Use subscript for accessing a dynamic index of an array instead of a udf#
The subscript operator in SQL supports full expressions, unlike Hive (which only supports constants). Therefore you can write queries like:
SELECT my_array[CARDINALITY(my_array)] as last_element
FROM ...
Avoid out of bounds access of arrays#
Accessing out of bounds elements of an array will result in an exception.
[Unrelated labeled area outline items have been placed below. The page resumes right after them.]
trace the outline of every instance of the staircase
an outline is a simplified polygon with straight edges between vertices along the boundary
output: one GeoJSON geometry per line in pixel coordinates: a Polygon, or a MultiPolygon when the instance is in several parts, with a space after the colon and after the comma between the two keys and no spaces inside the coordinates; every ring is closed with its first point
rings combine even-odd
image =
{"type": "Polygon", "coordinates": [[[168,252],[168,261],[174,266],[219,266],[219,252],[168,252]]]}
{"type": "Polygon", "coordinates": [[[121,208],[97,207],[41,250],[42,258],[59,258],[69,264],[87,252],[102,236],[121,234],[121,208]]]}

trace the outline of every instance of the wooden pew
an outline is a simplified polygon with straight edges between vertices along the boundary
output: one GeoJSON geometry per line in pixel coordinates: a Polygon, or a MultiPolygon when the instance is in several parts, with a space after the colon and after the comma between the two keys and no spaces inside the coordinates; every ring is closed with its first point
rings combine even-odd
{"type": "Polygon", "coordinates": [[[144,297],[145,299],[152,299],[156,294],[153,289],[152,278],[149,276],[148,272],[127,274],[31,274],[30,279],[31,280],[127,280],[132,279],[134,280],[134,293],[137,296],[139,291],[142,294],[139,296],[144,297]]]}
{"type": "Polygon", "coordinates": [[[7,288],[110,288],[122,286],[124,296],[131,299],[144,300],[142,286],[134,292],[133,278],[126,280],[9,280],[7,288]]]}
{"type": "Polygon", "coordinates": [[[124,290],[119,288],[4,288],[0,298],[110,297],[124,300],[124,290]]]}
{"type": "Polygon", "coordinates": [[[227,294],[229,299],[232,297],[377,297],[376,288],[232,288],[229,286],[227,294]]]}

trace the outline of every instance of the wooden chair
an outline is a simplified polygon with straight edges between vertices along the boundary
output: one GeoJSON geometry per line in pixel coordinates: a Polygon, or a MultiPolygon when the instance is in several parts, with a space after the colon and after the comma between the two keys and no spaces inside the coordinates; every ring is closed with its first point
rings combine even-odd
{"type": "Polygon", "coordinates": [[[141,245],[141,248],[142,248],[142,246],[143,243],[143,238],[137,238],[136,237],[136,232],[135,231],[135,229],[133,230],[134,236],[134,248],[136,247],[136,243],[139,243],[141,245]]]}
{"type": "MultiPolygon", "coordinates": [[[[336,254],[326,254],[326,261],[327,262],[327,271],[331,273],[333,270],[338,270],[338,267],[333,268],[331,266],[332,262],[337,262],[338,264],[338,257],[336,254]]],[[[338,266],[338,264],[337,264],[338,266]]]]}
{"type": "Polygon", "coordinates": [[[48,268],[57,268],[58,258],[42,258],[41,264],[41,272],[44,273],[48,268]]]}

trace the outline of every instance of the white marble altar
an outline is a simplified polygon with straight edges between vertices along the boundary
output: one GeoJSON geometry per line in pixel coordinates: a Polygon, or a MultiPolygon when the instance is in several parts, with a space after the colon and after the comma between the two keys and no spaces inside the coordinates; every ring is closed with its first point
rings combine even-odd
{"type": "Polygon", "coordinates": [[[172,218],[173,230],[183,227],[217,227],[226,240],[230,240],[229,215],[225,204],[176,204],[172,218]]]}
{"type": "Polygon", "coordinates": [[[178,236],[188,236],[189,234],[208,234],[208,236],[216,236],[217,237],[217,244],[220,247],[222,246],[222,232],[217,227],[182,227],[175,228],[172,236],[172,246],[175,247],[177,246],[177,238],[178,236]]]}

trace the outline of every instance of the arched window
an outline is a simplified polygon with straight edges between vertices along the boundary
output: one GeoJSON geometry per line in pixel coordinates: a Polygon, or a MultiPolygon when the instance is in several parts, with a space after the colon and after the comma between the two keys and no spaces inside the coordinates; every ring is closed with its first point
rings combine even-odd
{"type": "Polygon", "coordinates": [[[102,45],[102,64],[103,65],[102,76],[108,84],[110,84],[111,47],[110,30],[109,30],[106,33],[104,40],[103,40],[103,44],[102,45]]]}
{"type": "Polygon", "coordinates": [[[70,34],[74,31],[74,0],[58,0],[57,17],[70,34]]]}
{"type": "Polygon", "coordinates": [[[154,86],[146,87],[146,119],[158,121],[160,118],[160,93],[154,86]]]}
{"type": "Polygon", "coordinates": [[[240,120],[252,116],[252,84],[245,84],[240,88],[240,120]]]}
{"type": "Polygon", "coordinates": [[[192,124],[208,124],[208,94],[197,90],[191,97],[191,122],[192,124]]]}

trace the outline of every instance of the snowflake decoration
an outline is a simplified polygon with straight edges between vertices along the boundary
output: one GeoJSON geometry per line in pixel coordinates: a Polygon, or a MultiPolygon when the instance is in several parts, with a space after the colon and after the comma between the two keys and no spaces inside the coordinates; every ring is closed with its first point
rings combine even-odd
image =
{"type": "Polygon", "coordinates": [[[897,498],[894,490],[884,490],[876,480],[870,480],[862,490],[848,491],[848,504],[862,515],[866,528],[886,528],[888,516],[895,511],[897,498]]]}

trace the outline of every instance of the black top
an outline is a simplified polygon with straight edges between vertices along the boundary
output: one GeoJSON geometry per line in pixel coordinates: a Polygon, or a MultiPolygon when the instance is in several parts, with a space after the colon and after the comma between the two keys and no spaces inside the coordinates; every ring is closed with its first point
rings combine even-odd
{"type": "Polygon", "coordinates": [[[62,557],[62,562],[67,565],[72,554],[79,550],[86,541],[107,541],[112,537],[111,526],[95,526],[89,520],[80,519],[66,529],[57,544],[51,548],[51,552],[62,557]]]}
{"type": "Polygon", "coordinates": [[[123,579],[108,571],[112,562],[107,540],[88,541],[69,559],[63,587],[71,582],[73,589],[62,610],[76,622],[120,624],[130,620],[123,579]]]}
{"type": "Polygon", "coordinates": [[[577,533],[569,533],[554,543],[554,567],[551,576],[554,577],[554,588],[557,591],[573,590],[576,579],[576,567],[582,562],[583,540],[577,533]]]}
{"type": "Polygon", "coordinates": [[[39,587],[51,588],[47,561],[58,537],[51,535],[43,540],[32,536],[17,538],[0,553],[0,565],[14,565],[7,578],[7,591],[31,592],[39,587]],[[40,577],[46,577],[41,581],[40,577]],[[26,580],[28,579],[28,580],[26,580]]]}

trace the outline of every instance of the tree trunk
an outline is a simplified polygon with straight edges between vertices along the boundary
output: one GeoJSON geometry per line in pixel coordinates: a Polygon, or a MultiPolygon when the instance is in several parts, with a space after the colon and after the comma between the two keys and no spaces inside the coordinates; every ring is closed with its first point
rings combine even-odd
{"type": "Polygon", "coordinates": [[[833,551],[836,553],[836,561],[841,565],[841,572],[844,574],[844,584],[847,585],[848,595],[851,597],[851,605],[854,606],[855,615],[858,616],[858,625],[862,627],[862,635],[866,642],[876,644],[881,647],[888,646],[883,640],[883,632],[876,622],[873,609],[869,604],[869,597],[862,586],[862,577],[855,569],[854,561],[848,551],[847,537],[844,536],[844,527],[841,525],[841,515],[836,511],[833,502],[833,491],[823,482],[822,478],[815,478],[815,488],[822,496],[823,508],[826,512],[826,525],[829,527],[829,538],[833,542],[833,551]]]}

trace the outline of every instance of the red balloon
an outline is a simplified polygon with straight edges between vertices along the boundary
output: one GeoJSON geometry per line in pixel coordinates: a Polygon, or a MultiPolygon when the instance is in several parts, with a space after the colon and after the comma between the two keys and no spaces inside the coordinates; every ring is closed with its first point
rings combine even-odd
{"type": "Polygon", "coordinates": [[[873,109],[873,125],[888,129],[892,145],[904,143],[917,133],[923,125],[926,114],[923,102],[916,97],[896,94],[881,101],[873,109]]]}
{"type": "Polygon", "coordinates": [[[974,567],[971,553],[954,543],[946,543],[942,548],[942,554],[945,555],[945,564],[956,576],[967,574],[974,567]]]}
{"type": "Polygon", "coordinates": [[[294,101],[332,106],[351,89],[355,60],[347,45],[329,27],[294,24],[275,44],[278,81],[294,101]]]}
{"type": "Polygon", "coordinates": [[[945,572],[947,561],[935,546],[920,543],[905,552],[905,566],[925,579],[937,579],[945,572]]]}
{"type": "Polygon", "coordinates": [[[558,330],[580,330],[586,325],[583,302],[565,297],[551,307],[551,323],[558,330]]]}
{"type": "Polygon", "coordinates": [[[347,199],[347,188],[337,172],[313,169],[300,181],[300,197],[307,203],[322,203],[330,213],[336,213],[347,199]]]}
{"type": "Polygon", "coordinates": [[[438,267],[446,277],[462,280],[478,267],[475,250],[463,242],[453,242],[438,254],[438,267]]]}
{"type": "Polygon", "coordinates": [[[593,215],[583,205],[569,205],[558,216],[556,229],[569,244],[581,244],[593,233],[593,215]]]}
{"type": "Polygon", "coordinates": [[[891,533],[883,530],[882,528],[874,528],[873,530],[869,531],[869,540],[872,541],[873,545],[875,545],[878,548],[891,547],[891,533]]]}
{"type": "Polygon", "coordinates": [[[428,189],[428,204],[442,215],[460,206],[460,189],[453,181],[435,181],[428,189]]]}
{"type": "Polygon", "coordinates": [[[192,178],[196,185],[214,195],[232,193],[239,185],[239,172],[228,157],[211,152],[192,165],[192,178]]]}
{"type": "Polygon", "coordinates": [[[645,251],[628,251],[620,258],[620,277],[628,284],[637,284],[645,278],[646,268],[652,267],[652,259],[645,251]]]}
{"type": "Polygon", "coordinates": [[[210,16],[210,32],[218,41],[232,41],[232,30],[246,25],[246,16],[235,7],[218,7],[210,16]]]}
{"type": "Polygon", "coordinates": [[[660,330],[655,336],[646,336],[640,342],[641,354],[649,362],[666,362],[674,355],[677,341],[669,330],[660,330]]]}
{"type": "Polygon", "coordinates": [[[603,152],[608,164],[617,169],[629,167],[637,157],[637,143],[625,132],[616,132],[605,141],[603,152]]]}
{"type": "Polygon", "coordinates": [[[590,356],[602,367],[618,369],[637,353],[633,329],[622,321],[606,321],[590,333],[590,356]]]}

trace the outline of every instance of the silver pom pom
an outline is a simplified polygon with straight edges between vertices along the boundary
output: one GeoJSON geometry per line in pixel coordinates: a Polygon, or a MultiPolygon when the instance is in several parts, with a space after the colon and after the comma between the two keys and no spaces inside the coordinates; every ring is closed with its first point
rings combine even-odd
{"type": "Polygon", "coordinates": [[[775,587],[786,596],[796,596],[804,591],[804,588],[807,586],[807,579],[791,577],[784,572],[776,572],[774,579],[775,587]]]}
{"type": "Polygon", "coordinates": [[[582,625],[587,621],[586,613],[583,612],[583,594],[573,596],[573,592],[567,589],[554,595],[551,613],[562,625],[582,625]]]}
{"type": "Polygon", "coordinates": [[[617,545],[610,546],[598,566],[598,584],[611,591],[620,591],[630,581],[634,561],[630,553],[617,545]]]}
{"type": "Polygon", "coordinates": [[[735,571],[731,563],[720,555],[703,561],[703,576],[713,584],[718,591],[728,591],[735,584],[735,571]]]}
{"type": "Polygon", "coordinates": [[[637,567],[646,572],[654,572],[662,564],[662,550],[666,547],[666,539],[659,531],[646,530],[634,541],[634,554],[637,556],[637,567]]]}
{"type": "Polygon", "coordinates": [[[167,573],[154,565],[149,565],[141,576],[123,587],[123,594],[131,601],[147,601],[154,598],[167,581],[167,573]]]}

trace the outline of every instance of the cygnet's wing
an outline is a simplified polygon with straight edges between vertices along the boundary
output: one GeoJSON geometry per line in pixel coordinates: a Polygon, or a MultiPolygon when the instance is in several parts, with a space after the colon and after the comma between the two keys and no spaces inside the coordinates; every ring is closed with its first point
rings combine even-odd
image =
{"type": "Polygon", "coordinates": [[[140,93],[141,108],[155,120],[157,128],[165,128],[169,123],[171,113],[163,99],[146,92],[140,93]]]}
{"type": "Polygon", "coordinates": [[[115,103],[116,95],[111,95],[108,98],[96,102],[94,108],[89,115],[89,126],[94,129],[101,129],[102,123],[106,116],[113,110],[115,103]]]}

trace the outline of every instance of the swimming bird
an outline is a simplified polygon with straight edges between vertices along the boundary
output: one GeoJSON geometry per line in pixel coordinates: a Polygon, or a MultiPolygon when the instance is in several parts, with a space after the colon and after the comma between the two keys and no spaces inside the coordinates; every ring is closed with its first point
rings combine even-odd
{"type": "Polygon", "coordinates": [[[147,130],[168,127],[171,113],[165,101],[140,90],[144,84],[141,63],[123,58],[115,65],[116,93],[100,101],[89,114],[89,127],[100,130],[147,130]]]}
You can avoid this with an if
as follows:
SELECT IF(CARDINALITY(my_array) >= 3, my_array[3], NULL)
FROM ...
Use ANSI SQL syntax for arrays#
Arrays are indexed starting from 1, not from 0:
SELECT my_array[1] AS first_element
FROM ...
Construct arrays with ANSI syntax:
SELECT ARRAY[1, 2, 3] AS my_array
Use ANSI SQL syntax for identifiers and strings#
Strings are delimited with single quotes and identifiers are quoted with double quotes, not backquotes:
SELECT name AS "User Name"
FROM "7day_active"
WHERE name = 'foo'
Quote identifiers that start with numbers#
Identifiers that start with numbers are not legal in ANSI SQL and must be quoted using double quotes:
SELECT *
FROM "7day_active"
Use the standard string concatenation operator#
Use the ANSI SQL string concatenation operator:
SELECT a || b || c
FROM ...
Use standard types for CAST targets#
The following standard types are supported for CAST
targets:
SELECT
CAST(x AS varchar)
, CAST(x AS bigint)
, CAST(x AS double)
, CAST(x AS boolean)
FROM ...
In particular, use VARCHAR
instead of STRING
.
Use CAST when dividing integers#
Presto follows the standard behavior of performing integer division when dividing two integers. For example, dividing 7
by 2
will result in 3
, not 3.5
.
To perform floating point division on two integers, cast one of them to a double:
SELECT CAST(5 AS DOUBLE) / 2
Use WITH for complex expressions or queries#
When you want to re-use a complex output expression as a filter, use either an inline subquery or factor it out using the WITH
clause:
WITH a AS (
SELECT substr(name, 1, 3) x
FROM ...
)
SELECT *
FROM a
WHERE x = 'foo'
Use UNNEST to expand arrays and maps#
Presto supports UNNEST for expanding arrays and maps.
Use UNNEST
instead of LATERAL VIEW explode()
.
Hive query:
SELECT student, score
FROM tests
LATERAL VIEW explode(scores) t AS score;
Presto query:
SELECT student, score
FROM tests
CROSS JOIN UNNEST(scores) AS t (score);
Caution with datediff#
The Hive datediff
function returns the difference between the two dates in
days and is declared as:
datediff(string enddate, string startdate) -> integer
The equivalent Presto function date_diff uses a reverse order for the two date parameters and requires a unit. This has to be taken into account when migrating:
Hive query:
datediff(enddate, startdate)
Presto query:
date_diff('day', startdate, enddate)
Overwriting data on insert#
By default, INSERT
queries are not allowed to overwrite existing data. You
can use the catalog session property insert_existing_partitions_behavior
to
allow overwrites. Prepend the name of the catalog using the Hive connector, for
example hdfs
, and set the property in the session before you run the insert
query:
SET SESSION hdfs.insert_existing_partitions_behavior = 'OVERWRITE';
INSERT INTO hdfs.schema.table ...
The resulting behavior is equivalent to using INSERT OVERWRITE in Hive.